Speed and Mobility: An Approach for HTTP 2.0 to Make Mobile Apps and the Web Faster

This week begins face to face meetings at the IETF on how to approach HTTP 2.0 and improve the Internet. How the industry moves forward together on the next version of HTTP – how every application and service on the web communicates today – can positively impact user experience, operational and environmental costs, and even the battery life of the devices you carry around.

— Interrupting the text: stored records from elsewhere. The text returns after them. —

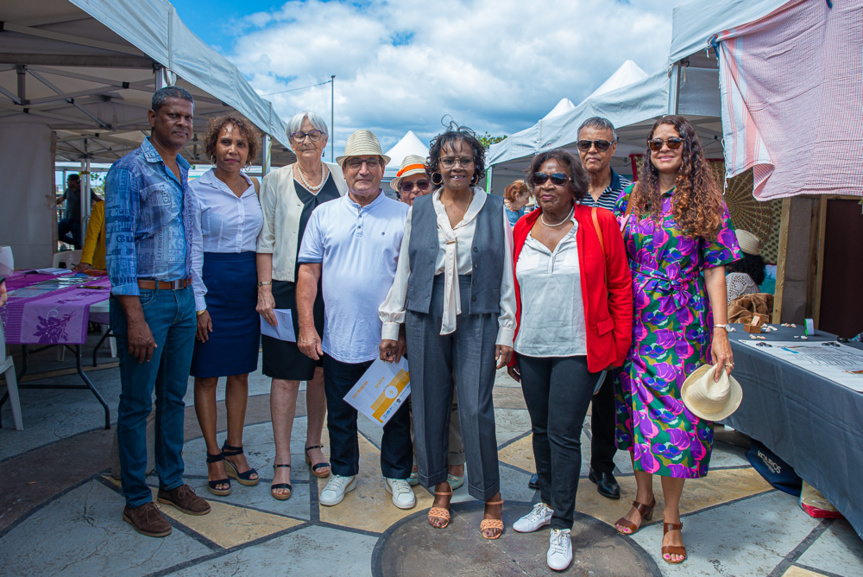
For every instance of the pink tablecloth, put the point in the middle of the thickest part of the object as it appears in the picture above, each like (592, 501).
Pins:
(58, 316)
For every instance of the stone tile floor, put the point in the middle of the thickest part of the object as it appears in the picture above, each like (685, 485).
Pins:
(60, 508)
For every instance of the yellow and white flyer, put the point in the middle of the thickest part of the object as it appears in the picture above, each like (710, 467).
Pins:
(381, 390)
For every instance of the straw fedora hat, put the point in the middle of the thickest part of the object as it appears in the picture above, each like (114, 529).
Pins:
(411, 165)
(709, 400)
(748, 242)
(362, 143)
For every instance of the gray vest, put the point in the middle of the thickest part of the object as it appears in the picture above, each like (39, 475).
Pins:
(487, 254)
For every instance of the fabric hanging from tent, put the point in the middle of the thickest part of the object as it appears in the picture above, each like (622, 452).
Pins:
(791, 109)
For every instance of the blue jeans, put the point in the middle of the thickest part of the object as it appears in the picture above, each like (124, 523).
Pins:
(170, 315)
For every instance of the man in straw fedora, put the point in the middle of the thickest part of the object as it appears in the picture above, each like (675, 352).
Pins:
(351, 245)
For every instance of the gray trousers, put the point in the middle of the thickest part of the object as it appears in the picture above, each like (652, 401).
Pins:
(464, 359)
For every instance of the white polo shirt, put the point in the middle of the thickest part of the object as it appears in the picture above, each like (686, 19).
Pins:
(358, 248)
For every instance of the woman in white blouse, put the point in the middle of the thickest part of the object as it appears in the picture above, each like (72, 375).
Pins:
(226, 219)
(454, 292)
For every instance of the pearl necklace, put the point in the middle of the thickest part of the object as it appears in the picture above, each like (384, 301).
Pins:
(306, 183)
(569, 216)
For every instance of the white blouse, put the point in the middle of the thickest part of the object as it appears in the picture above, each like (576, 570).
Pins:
(552, 310)
(221, 222)
(453, 259)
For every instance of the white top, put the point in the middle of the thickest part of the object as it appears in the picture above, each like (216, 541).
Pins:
(358, 248)
(552, 310)
(282, 211)
(453, 259)
(221, 222)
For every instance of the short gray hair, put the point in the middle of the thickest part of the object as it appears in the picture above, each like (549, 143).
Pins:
(598, 123)
(316, 121)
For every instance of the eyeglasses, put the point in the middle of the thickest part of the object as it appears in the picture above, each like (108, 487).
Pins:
(450, 161)
(557, 178)
(672, 143)
(409, 186)
(600, 145)
(357, 163)
(314, 135)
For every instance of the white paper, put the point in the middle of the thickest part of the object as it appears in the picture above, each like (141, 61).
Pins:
(284, 330)
(381, 390)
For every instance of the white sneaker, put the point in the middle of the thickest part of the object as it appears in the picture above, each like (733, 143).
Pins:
(334, 492)
(559, 555)
(539, 517)
(403, 495)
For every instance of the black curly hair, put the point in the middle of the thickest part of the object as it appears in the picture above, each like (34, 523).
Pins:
(455, 133)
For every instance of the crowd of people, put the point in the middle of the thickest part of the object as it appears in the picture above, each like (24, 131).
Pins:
(608, 292)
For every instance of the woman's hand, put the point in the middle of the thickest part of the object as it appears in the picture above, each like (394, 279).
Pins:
(205, 327)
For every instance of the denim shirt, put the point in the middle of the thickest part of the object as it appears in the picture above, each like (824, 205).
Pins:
(147, 223)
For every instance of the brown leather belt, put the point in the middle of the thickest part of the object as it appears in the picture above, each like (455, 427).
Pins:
(164, 284)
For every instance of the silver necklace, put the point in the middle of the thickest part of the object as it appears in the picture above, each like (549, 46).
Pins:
(571, 212)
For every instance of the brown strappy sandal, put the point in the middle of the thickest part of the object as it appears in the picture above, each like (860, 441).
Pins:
(646, 512)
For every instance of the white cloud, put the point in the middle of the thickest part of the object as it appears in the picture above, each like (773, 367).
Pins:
(494, 65)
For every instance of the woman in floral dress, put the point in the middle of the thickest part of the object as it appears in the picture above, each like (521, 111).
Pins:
(678, 238)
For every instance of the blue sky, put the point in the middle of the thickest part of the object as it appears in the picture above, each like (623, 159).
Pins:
(494, 65)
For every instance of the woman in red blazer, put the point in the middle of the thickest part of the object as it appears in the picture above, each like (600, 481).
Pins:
(574, 320)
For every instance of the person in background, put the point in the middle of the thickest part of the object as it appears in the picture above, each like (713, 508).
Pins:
(747, 274)
(226, 220)
(289, 195)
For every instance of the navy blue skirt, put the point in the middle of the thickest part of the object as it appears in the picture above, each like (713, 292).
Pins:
(232, 295)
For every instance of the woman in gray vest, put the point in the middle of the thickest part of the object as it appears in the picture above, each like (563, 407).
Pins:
(454, 292)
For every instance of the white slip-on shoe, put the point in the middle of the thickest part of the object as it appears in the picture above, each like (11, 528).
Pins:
(337, 487)
(559, 555)
(539, 517)
(403, 495)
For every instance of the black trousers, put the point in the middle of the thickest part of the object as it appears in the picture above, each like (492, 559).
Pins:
(557, 391)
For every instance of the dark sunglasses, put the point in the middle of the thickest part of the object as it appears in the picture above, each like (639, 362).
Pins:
(672, 143)
(408, 186)
(600, 145)
(557, 178)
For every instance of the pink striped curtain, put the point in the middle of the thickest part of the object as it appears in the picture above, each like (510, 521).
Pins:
(792, 99)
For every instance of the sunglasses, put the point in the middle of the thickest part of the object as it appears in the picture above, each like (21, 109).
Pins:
(409, 186)
(672, 143)
(557, 178)
(600, 145)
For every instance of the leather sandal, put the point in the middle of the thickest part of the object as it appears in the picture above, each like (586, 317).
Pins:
(211, 485)
(318, 466)
(646, 512)
(231, 469)
(492, 523)
(281, 496)
(672, 549)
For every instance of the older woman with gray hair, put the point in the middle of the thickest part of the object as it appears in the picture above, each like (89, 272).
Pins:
(288, 197)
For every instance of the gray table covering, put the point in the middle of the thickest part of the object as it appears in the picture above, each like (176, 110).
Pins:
(814, 424)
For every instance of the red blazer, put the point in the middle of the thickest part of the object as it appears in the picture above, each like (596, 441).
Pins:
(606, 285)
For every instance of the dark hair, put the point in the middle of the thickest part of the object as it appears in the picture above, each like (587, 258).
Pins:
(161, 96)
(697, 201)
(578, 181)
(455, 133)
(751, 264)
(246, 128)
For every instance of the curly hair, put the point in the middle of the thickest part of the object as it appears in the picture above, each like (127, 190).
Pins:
(697, 200)
(246, 128)
(578, 181)
(455, 133)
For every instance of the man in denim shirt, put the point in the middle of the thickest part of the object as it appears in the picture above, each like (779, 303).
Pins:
(148, 235)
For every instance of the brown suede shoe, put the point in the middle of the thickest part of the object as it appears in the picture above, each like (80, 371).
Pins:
(147, 520)
(184, 499)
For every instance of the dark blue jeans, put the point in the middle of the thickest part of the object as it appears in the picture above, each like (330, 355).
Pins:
(396, 449)
(171, 317)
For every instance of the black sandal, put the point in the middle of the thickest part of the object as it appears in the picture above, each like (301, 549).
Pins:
(213, 484)
(281, 497)
(231, 469)
(317, 467)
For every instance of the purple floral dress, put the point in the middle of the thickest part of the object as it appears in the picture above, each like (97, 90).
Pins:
(671, 336)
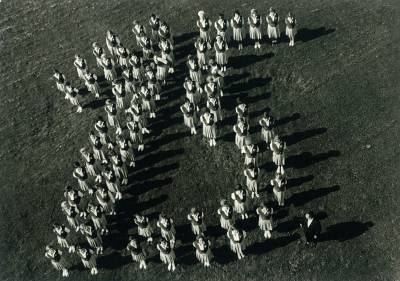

As part of this discussion of HTTP 2.0, Microsoft will submit to the IETF a proposal for “HTTP Speed+Mobility." The approach we propose focuses on all the web’s end users – emphasizing performance improvements and security while at the same time accounting for the important needs of mobile devices and applications.

Why HTTP 2.0?

Today’s HTTP has historical limitations based on what used to be good enough for the web. Because of this, the HTTPbis working group in the Internet Engineering Task Force (IETF) has approved a new charter to define HTTP “2.0” to address performance limitations with HTTP. The working group’s explicit goal is to keep compatibility with existing applications and scenarios, specifically to preserve the existing semantics of HTTP.

Why this approach?

Improving HTTP starts with speed. There is already broad consensus about the need to make web browsing much faster.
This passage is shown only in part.